Speaking truth to power—with a smile
Though surrounded by savage clowning on Carr and Trump, Kimmel’s comments about Kirk were so considered and seemingly genuine, they made the campaign to silence him look even more cynical and malicious in contrast. Even if Kimmel were only pretending to be so affected by the murder of a young father with whom he vehemently disagreed, well, at least he’s incredible at pretending.
Trump, meanwhile, gives away the game every time he speaks about Kimmel’s suspension. Around the time the show aired last night, the president sent out a furious Truth Social post, threatening to “test ABC” on whether keeping Kimmel on the air amounts to a “major illegal Campaign Contribution” to Democrats.
He seemingly forgot to mention that the push to get rid of Kimmel, which he hinted at as far back as July, was supposed to be on behalf of Charlie Kirk.

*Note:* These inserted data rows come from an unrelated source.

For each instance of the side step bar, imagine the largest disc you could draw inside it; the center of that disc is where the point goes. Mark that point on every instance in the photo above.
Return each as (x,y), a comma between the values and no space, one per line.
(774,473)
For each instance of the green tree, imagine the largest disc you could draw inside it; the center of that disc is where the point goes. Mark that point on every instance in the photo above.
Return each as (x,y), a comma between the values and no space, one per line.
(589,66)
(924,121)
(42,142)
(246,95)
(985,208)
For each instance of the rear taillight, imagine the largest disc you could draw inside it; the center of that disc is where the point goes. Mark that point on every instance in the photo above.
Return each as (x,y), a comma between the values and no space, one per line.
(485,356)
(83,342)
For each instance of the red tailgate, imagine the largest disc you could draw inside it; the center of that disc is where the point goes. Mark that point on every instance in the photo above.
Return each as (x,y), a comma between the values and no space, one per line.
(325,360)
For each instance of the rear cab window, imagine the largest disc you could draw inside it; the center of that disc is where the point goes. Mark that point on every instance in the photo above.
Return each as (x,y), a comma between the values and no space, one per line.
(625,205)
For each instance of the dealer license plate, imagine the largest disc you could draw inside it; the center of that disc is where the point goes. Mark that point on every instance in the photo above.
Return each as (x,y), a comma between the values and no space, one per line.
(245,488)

Some of the most scathing material in Kimmel’s monologue was about the apparent efforts to use Kirk’s murder as a means to censor dissenting voices—be they journalists, professors, or talk show hosts—and the host deftly manages to flip those efforts into a further call for unity.
The government push to remove a comedian from television seemed to be so blatant, after all, that it attracted support from unlikely allies such as Republican Senator Ted Cruz of Texas and Candace Owens. Kimmel wisely paints his suspension with patriotism, calling the effort “anti-American,” and grounds it in the lineage of previously censored comedians like Lenny Bruce and George Carlin.
“Maybe the silver lining from this is we found one thing we can agree on and maybe we’ll even find another one,” he says near the end of his monologue. “Maybe we can get a little bit closer together. We do agree on a lot of things. We agree on keeping our children safe from guns, on reproductive rights for women, social security, affordable health care, pediatric cancer research. These are all things that most Americans support. Let’s stop letting these politicians tell us what they want and tell them what we want.”
Though not every view Kimmel nodded toward is shared by all Americans, his plea for finding common ground capped off an incisive, inclusive monologue that will likely earn him grudging kudos from people who disagree with him.
After the monologue, Kimmel switched gears and went back to doing what he normally does: flexing his First Amendment-protected freedom to make fun of some other things the president recently did.